Nottingham Post JUNE 15, 2017 - by Kevin Cooper


On his love of Nottingham, latest album Piano, working with Brian Eno and more

Jools Holland will be back in Nottingham at the end of the year on his annual pre-Christmas tour with his Rhythm And Blues Orchestra. He tells Kevin Cooper about his love of Nottingham gigs, his latest album, working with Brian Eno and getting drunk with Imelda May.

You are a regular visitor to Nottingham so you must like the place?

We always have a great time up there in Nottingham and the Royal Concert Hall is such a wonderful place for us to play. We all do really enjoy the time that we get to spend in the city. There is always such a nice atmosphere whenever we play there.

Your most recent album, Piano, was harder to make than you had anticipated, right?

Yes that's correct. At first I thought it would be quite fun because there is quite a lot of self-study in there. But after a while I realised that I hadn't been paying attention or really listening to what I was playing, I was just playing without thinking. I found myself having to think about it a lot more.

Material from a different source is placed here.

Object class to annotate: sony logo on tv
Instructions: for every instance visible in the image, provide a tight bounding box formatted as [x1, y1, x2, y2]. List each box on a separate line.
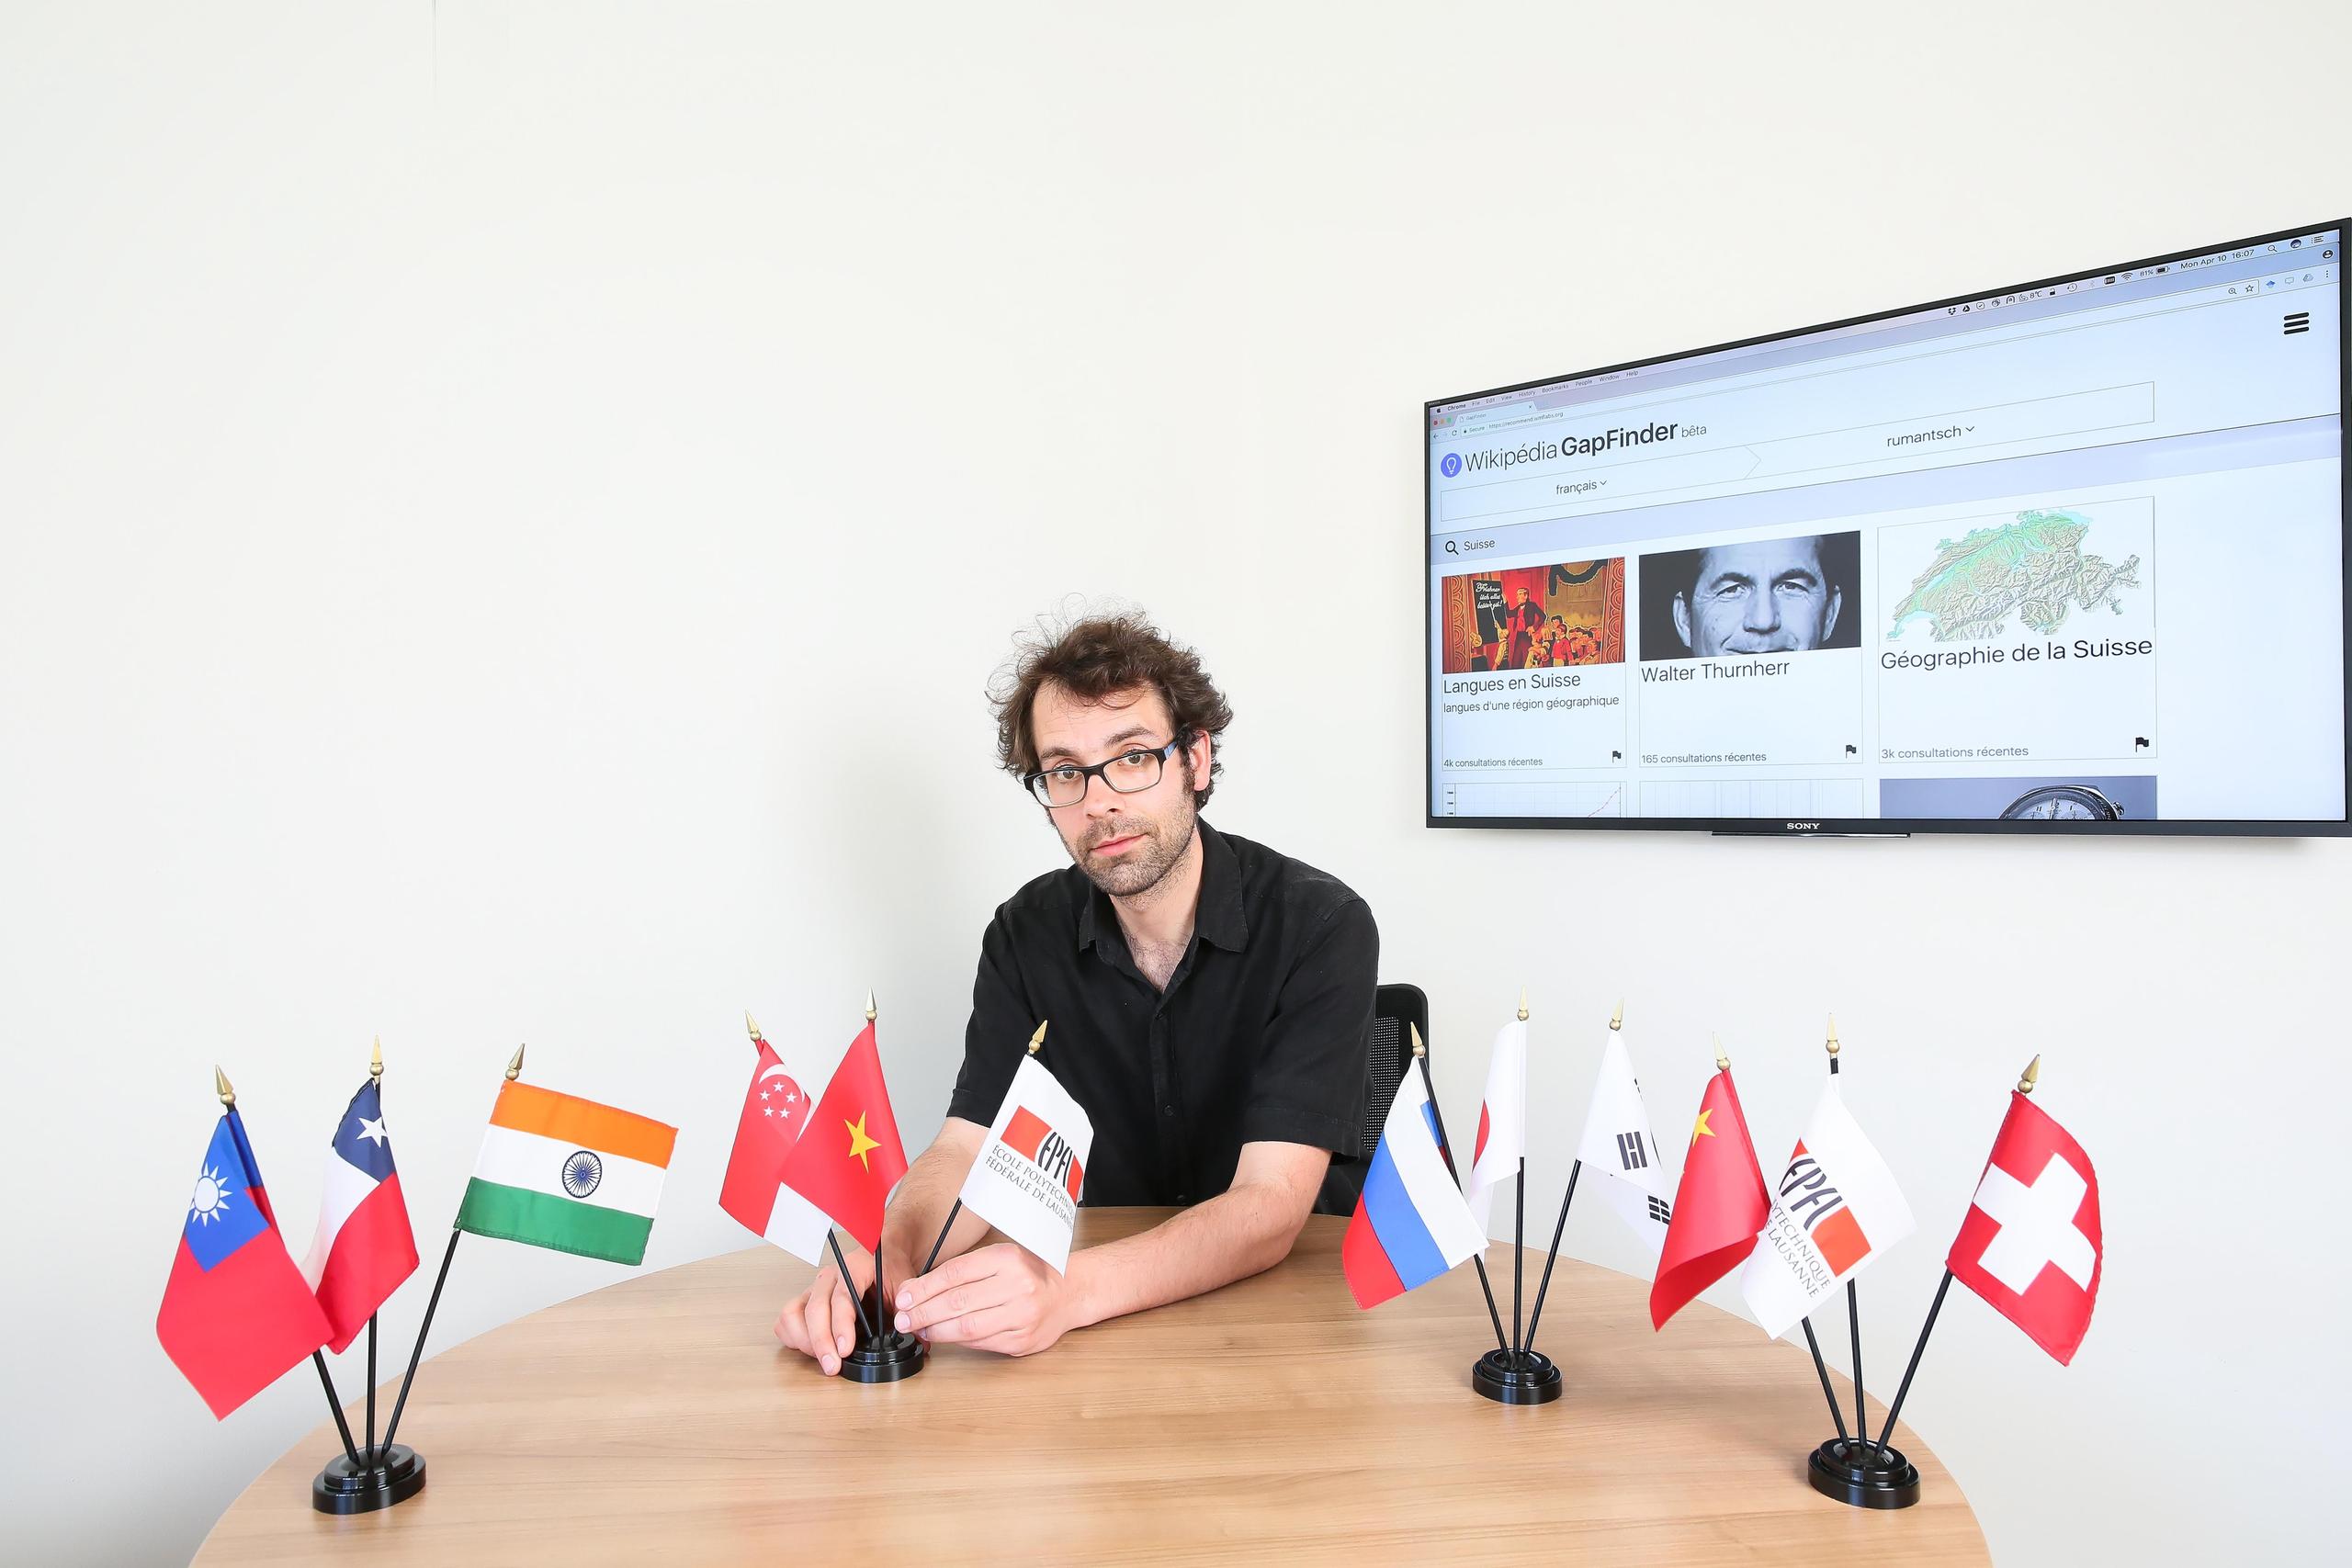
[1785, 821, 1822, 831]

Anyway, I am pleased with the result.

How was it working with Brian Eno on the album for the interpretation of Floyd Kramer's Last Date?

Brian, as you will no doubt remember was with Roxy Music and has produced the likes of U2 and Coldplay, makes soundscapes for airports, so he is like an abstract artist with his music. He said that the person who he admired the most was Floyd Kramer because his playing was so understated and so un-busy. He invented a whole new style of playing. So we decided to do a track together. Brian came up with the ambient sound, and I put the piano on top. I think we managed to capture Floyd's playing but in a modern concept whilst maintaining the understatement of it all.

What inspired the songs and covers on the album?

They are all based upon the piano players who have at some time inspired me, such as Erroll Garner. I like the way that he played a tune. I always indentified with Erroll because he said "I compose music, I play music but I don't bother to read or write it". [laughs]

Tell me about the covers Eruption by Focus and Dr. John's Dorothy.

Dr. John is a very dear friend of mine and he wrote that piece well over twenty-five years ago now for his mother. So I would like to dedicate that song to all of the mums everywhere. It is such a sweet piece but I don't actually know how you would describe it. Focus are a Dutch prog rock group and I think that the lead on Eruption was originally played by the guitarist Jan Akkerman. I have always liked the tune and thought that it would be great to do it on the piano but I never got round to it. It's an abstract piece but the great thing about music is that there are no rules. If I like a tune I will go home and play it on the piano and then ask myself if it works.

Bumble Boogie always makes me think of a Buster Keaton film where he's trying to rescue the heroine from railway tracks...

I think that is a great compliment. It is fast and quite a piece to deliver live. It is almost as though you can't keep up with it. I originally heard that piece of music when I was a kid and now just to make the classical music people very cross, I have inserted Bach's Prelude No. 1 in the middle of it together with some weird effects. That particular prelude is, in my opinion, some of the prettiest music that has ever been written.

He could have given it a title including love, God, the sun, nature or whatever but no. I love that he just called it Prelude No. 1. [laughs] It was a mere number to him. He said that he wrote it in the hope that it would inspire young people to play the piano. I thought, that is good enough for me, I am that person and I will follow this great man.

So what's next for Jools Holland?

Well, I am going to continue trying to figure out the piano which I feel is a lifetime's work for me.

I have been trying to find a copy of your album Solo Piano for a while now and finally found one on Amazon for £152.

Bloody hell, how can they sell it so cheap!?

Jools Holland plays the Royal Concert Hall, with special guest José Feliciano, on Thursday, November 16.